Sam Altman is also consistently savvy at building the OpenAI brand. Tweets like this continue to cultivate the OpenAI mystique + aura:

Brand can come from a lot of things. Ultimately, it derives from a great product. But it also comes from good design (you will always find me screaming from a mountaintop, “Hire a designer earlier than you think!”), from good storytelling, and from the ‘aura’ that comes from talent density (see: talent vortexes above).
It’s hard to define a good brand, but you can tell when a company has it.
Feedback Loops
Konstantine Buhler recently wrote a piece called Usage Is the Moat about why AI usage data is so critical.
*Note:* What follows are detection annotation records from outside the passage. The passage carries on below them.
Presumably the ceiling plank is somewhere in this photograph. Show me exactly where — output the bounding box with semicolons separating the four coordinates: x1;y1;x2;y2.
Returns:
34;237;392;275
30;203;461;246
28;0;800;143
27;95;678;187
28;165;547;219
I like that framing. When everyone has access to the same foundation models, differentiation comes from how you learn and adapt your product.
This is the other advantage to look for in a crowded, frothy market: do you have a data advantage?
The challenge here is that this is where the rich get richer:
Notion’s flywheel comes not from the underlying model, but from the usage data—Notion understands how millions of users are organizing, summarizing, and editing content. This informs feature prioritization and keeps Notion ahead of competing tools.
Every time a developer uses Ghostwriter, Replit sees how code suggestions are accepted, edited, or ignored. That feedback loop, which is embedded in workflows, helps Replit fine-tune and improve over time.
Character.ai gets a treasure trove of data on the billions of messages that its millions of users are sending and receiving. Every conversation sharpens tone, pacing, emotional resonance.
The other important thing to note: not all data is created equal. We want contextual, user-specific, product-relevant data. Jake Saper from Emergence had an interesting post on LinkedIn this week. From the post:
I had dinner the other night with a fascinating group of folks building AI-enabled products. PMs from companies like Perplexity and Harvey, plus engineers and founders. One question kept coming up:
Why haven’t incumbent software providers been able to leverage their valuable data assets yet?
Both giants like Salesforce and growth-stage companies with 10+ years of collected data seem to be struggling to deliver truly differentiated AI experiences. Most of us would assume these companies are sitting on data gold mines that should give them a massive advantage. But is that actually true?
One perspective I found compelling: The historical data these companies have collected simply isn't the right kind to make AI models truly effective. The workflow data, outcomes data, or database info they've aggregated over the years might not be as useful as we'd think. What's most valuable in building agentic AI isn't just workflow data or outcomes data—it's a granular understanding of how humans actually perform tasks.
The counter perspective that Jake offers is that incumbents aren’t failing, but are just slower. Their data may, in fact, be excellent—and the products they release in the next 12-18 months will leverage that data to outmaneuver AI upstarts. Time will tell.
The point is: feedback loops are the silent moat.
Other moats are louder, but it’s hard to compete with high-quantity and high-quality data. You can copy UI and you can rent compute, but you can’t easily replicate a fast, tight, proprietary loop trained on millions of live, structured, product-relevant interactions. As those loops tighten, the product gets smarter, the experience gets smoother, and the gap between you and the next best alternative quietly compounds.
Final Thoughts
Thanks for bearing with me on some wide-ranging musings this week. These are all topics that have been on my mind. When the market is giving you a lot of noise, look for the few signals that are consistently reliable.
We’ll end on an image that I generated in Midjourney for the cover art for this piece. My prompt was asking Midjourney for a cartoonish image of knights using a moat to guard their castle. The irony here is that many people think that ChatGPT’s new image model has killed Midjourney. Does Midjourney have a moat? The good news for Midjourney is that they have the talent density; they have a strong, well-defined brand; and they have early data feedback loops that will compound over time. They’ll be just fine.